That made my take on the reality stronger to communicate and convey that to the people we interviewed. You have to believe the product you’re selling. 

Carney: What’s Bob Dylan’s sense of humor like? What does he find funny? 

Charles: He has a very dry, very esoteric sense of humor. If he thinks something’s funny, it’s funny. And if he don’t, that’s your problem. Which is very different from most comedians. Most comedians are seeking the greatest amount of laughter they can amass. But he doesn’t care about that. He has a fantastic sense of humor, he just doesn’t care if anybody else gets it. 

Carney: Watching Masked and Anonymous, I noticed that it had in common with both Borat and your Netflix special, these unvarnished shots of unsexy, real-life violence.

Charles: Yes.

Carney: Do you as a filmmaker feel particularly interested in violence and danger? And if so, why do you think that is.

Charles: Let me back up a few steps if I may. I agree with your premise that those three shows and movies share that in common. Another thing that Masked and Anonymous shares with Borat that very few people know is that there’s a much longer cut of that as well. My original cut of [Masked and Anonymous] is three-and-a-half hours long. 

Basically, I was coerced for a variety of reasons to cut it down to the commercial version. The version that Bob and I intended is a much larger, more epic tapestry than the movie that went out. That longer version has much more humor, and much more stuff that reflects that side of Bob. It also has 11 more songs with a great band. We shot about 22 songs, and only half of them got used. 

And you asked about the violence. I’m very interested in a number of things but among them is the juxtaposition between what’s funny and what’s not. I’ve been exploring that line in my work from the beginning, even before I was a professional, I found that fascinating. And I’m trying to see where those two things merge, what they have in common, what’s the source of those things. I’m trying to excavate the essence that’s underneath comedy and tragedy.

Carney: I listened to your interview on Chapo Trap House recently and they return to that idea a lot, the juxtaposition between what’s funny and not. They often point to Facebook, that Facebook made us insane by pulling all of us into the same room even though we all have different ideas. 

Charles: I was just talking to my wife about this. It’s about corporate control over what you think, buy and feel. That’s what Facebook and these social media companies are all about. They’re no different from any other large corporation. They want to know who you are so they can exploit you somehow. That’s why bringing people together in a community, or dividing them, they have no moral judgment about that. 

Carney: Is it true that you and Bob pieced together the script [to Masked & Anonymous] from scraps of paper he’d scribbled on while on tour? 

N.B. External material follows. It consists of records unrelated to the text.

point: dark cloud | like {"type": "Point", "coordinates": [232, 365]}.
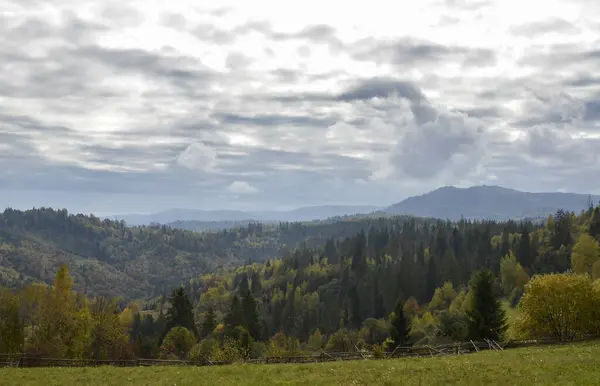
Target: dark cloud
{"type": "Point", "coordinates": [381, 88]}
{"type": "Point", "coordinates": [438, 141]}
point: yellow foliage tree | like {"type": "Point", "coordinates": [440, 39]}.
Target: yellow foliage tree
{"type": "Point", "coordinates": [586, 252]}
{"type": "Point", "coordinates": [560, 306]}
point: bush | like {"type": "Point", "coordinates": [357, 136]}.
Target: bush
{"type": "Point", "coordinates": [561, 306]}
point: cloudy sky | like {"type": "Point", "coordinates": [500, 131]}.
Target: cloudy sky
{"type": "Point", "coordinates": [138, 106]}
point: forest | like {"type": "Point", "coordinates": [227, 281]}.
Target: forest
{"type": "Point", "coordinates": [389, 283]}
{"type": "Point", "coordinates": [108, 258]}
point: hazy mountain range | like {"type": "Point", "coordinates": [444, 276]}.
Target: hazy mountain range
{"type": "Point", "coordinates": [478, 202]}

Charles: It started that way. The first time I met him he had this really cool, embossed box. He spilled all this scrap paper out on the table and said “I don’t know what to do with this.” I started picking them up and it’s like hotel stationery from Norway or wherever. And [written on them] are all these little aphorisms, phrases, names or a line that could be a line from the song, and I said “Oh this could be the name of a character and this could be a line that the character says, and this could be a different character,” and he said “You can do that?” and I said “Yeah!” That’s like William Burroughs, or how you write songs. He will just take these pieces and juxtapose them and see if any greater truth emerges from it, in almost unconscious fashion. So that was the process that began the screenplay. But there needed to be structure, there needed to be bridges and segues, so we eventually took those scraps that we cobbled together and followed in a stream-of-consciousness way and that eventually became our 150-page script.

At the end of the day, everybody—the costume designer, the cinematographer, the gaffer—everybody needs to know what to do and the script is their blueprint. So you need to eventually produce a script. The logistics of the movie demanded it. It was a very hard movie to get made. It was very low-budget, and we had a very tight schedule. The first time we scheduled the movie, he’d scheduled his tour to start the day after the movie ended [shooting], and legally you can’t do that because you need time in case you had to do reshoots. So we had to reschedule it after his tour, and it was a 20-day schedule and you had all these people—like Jeff Bridges— flying in, doing their bit and then going on to another movie. So everybody was joining in to do it, but it was a tight schedule.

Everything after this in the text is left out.